Travel is anticipated and the nature of the travel has been described in Task 3 Case Studies section of this scope of services. One case study has been identified in advance, which is VOTRAN in Daytona Beach, FL. The remaining three case studies will be identified during the course of the research. CUTR will submit in writing the three case studies to the FDOT project manager for approval. Then, CUTR will estimate the cost for travel for each case study and submit in writing to the FDOT project manager for approval. No case study will be identified or performed without prior written authorization from the FDOT project manager.
All travel shall be in accordance with Section 112.061, Florida Statutes, FDOT employees may not travel on research contracts.
VIII. Use of Graduate Student(s) and Other Research Assistants
No graduate student(s) will be utilized as part of this scope of services.
IX. Budget Justification/Personnel Roles and Responsibilities
Christopher DeAnnuntis, Principal Investigator: Mr. DeAnnuntis has significant experience prior to CUTR working in Operations and Dispatch as the scheduler for the Hillsborough Area Regional Transit Authority (HART). He was the Principal Investigator for the Best Practices in Extra board Management study, which led to the identification of the need for this study. He has extensive experience conducting on-board surveys for local transit agencies in which coordination with Dispatch is a critical function in successfully completing the survey. Mr. DeAnnuntis will serve as the overall manager of the project, directing staff in all activities. He will supervise the development of the literature review, be crucial in the development of the substantive nature of the web-based survey, will lead the conduct of case studies, and prepare draft and final reports.
William Morris, Co-Principal Investigator: Mr. Morris also has experience working in the Operations and Dispatch environment through experience as a planner in transit agencies. He has also conducted on-board surveys requiring coordination with Dispatch and has significant experience at CUTR in developing web-based surveys. Mr. Morris will assist the Research Support Specialist in identifying literature sources for the study, will be integral in designing the eventual web-based survey, will be one of three team members participating in case studies, and will assist the Principal Investigator in developing draft and final reports.
Justin Begley, Senior Research Associate: Mr. Begley has extensive experience in designing, procuring and implementing new technologies for the Dispatch environment in his previous experience at the Hillsborough Area Regional Transit Authority (HART). He also possesses expertise in the development of Standard Operating Procedures (SOPs).
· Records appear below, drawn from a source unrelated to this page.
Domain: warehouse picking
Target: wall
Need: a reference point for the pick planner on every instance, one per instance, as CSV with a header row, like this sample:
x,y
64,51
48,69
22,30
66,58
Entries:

He will be integral in case studies involving assessment and uses of automated technologies in Dispatch as well as the development of the Model Standard Operating Procedure.
Melissa DeLeon, Research Support Specialist: Ms. DeLeon will have primary responsibility for preparing the literature review for the study with assistance from the research team. She will disseminate e-mail clusters to transit agencies participating in the survey, collect and analyze data from the survey, produce graphics, conduct document editing, and produce the draft and final deliverables.